THE SYNOD has rebelled against being asked to approve legislation on detailed matters of fees before discussing the principle.

It adjourned a first-consideration debate on the Draft Ecclesiastical Fees (Amendment) Measure, after hearing complaints about centralisation, focused on a proposal to make fees payable to the diocese rather than the parish priest. John Freeman (Chester) urged the Synod: "Stop centralising everything: it's a bad habit the Government has got into, and the Church should not get into."

The Revd Bill Henwood (York) sought a full debate on the principles. "This Measure is not just a matter of tweaking of fees. It is root-and-branch reform -- a matter of ministry and pastoral mission of the Church." Canon Simon Killwick (Manchester) moved adjournment. It was wrong that the Synod should be looking at just one part of an issue that affected every parish and its interface, he said.

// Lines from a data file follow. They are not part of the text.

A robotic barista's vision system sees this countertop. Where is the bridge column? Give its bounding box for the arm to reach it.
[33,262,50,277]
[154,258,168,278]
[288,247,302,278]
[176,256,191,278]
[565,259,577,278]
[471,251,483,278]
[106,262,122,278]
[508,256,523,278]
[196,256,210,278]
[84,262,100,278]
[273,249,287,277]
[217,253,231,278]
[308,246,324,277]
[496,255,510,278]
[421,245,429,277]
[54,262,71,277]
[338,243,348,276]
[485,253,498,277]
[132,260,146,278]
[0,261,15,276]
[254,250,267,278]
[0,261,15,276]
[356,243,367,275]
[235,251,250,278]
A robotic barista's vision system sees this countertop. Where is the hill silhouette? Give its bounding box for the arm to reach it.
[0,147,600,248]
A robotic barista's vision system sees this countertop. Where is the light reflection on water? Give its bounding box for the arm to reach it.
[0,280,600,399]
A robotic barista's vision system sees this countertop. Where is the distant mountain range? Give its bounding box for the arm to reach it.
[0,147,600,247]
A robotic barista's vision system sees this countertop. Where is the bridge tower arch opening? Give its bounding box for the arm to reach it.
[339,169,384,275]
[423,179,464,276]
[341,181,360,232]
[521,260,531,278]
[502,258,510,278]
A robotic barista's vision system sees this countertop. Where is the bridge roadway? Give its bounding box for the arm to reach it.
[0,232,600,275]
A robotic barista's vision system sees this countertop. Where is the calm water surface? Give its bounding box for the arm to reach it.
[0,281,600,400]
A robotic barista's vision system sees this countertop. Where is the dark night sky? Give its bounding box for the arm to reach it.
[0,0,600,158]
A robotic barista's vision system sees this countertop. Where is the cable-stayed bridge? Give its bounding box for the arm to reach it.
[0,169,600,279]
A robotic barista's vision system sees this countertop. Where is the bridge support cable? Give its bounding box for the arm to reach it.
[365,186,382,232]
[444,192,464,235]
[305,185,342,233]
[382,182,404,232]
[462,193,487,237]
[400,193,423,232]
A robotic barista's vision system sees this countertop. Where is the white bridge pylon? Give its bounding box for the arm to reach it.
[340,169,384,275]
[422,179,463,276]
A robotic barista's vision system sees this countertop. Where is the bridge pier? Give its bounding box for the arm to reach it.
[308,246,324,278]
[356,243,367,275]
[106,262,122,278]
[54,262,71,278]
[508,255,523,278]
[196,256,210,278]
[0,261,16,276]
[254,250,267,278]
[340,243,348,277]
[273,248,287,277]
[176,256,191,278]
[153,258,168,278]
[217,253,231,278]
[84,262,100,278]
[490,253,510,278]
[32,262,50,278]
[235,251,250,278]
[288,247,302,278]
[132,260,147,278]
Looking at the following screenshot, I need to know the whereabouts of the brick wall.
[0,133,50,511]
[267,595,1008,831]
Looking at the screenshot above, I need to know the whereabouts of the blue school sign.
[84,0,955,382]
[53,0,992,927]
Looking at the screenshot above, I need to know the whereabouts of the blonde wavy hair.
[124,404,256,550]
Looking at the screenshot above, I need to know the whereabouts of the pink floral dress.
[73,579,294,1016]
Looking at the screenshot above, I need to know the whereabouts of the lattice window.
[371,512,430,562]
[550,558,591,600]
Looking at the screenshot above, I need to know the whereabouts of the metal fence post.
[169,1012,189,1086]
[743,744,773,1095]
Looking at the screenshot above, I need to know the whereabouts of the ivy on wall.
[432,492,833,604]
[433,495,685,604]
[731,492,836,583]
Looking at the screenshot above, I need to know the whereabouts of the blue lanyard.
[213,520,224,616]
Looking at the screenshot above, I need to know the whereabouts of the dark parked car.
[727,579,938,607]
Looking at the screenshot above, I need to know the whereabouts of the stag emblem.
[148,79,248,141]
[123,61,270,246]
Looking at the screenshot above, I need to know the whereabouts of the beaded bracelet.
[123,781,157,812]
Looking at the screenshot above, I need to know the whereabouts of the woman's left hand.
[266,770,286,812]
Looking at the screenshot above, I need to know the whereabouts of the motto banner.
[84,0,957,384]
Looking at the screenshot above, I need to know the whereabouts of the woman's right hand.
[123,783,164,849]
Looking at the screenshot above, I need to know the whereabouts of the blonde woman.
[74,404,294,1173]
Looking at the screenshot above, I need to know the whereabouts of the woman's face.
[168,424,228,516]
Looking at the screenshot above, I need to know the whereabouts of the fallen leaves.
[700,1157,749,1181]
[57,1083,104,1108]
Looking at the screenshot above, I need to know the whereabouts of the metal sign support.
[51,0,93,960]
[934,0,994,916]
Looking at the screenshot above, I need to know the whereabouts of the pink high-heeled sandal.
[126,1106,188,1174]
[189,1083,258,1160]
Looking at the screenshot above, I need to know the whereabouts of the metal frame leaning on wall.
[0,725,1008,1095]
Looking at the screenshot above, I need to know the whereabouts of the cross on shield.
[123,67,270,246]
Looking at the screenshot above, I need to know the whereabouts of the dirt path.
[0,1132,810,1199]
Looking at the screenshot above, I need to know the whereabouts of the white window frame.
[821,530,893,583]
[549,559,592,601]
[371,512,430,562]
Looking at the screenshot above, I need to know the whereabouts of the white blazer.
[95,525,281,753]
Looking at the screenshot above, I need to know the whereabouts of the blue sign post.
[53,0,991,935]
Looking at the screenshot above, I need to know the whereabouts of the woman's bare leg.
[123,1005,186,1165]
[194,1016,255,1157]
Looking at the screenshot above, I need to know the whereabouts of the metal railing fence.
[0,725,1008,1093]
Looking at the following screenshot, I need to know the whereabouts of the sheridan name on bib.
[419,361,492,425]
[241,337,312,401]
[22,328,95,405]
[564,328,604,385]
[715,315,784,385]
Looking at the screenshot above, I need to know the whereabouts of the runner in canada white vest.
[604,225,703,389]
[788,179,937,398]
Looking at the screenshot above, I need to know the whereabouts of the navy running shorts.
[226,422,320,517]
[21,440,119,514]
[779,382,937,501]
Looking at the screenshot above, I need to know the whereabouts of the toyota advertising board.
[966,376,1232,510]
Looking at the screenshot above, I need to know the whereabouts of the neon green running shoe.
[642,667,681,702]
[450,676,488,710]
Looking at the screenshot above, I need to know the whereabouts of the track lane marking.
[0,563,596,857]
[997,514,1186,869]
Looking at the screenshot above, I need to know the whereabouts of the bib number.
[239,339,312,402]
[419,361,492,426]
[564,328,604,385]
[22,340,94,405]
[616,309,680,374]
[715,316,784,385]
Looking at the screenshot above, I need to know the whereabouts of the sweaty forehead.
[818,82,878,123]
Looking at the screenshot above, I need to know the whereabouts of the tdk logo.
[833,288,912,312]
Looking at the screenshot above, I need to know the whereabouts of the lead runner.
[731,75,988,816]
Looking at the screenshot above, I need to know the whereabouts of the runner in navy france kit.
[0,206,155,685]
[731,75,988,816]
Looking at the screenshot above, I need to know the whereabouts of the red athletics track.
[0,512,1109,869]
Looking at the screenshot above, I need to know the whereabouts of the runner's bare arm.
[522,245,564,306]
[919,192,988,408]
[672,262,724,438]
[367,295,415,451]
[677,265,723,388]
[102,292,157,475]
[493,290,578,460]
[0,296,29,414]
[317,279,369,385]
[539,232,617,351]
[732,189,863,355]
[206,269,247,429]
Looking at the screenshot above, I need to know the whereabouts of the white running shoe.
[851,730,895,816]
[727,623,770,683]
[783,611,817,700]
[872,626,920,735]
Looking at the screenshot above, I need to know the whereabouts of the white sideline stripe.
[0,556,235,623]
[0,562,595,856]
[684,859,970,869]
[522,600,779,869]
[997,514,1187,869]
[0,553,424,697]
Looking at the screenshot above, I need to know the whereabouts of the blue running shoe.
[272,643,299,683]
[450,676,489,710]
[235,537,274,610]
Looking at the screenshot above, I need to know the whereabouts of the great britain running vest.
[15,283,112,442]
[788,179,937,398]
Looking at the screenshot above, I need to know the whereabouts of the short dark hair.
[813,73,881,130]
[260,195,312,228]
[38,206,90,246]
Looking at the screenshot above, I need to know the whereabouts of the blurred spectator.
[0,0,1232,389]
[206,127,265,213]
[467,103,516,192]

Bishop Packer urged the Synod to resist adjournment. But the procedural motion was carried by 135 to 110, with 12 abstentions.

The Synod went on to approve a change in the law giving bishops more room for manoeuvre in allowing local ecumenical projects to dispense with Anglican-rite communion services on principal festivals; but with the proviso, proposed by the Archbishop of Canterbury, that the bishop must have regard to the laity's duty to receive communion in the C of E.

After lunch, the Synod moved on to debate a motion from Durham diocesan synod calling for the "expeditious preparation" of a eucharistic prayer to meet the pastoral needs of children. It was amended by Canon David Bird (Peterborough) to "eucharistic prayers" -- more than one.

The Synod went on to debate mental health, and call for improved services and support for people with mental-health problems. It hoped that the operation of the Mental Health Act would be carefully monitored, and also drew attention to the needs of people in the criminal justice system. It welcomed the recognition of the spiritual needs of the mentally ill and noted with concern the rising incidence of mental distress among young people.

Finally, the Synod took note of a report on the Anglican Covenant. In a wide-ranging debate, concerns were expressed about the form the discipline process took in the latest draft of the Covenant, and the burden that it would place on the Archbishop of Canterbury.


But Dr Williams commented: "In some circumstances, it can be a saving of energy rather than otherwise, if you know what you can't do or what you're supposed to do rather than being endlessly at the mercies of fantasies and projections about what an Archbishop of Canterbury ought to do."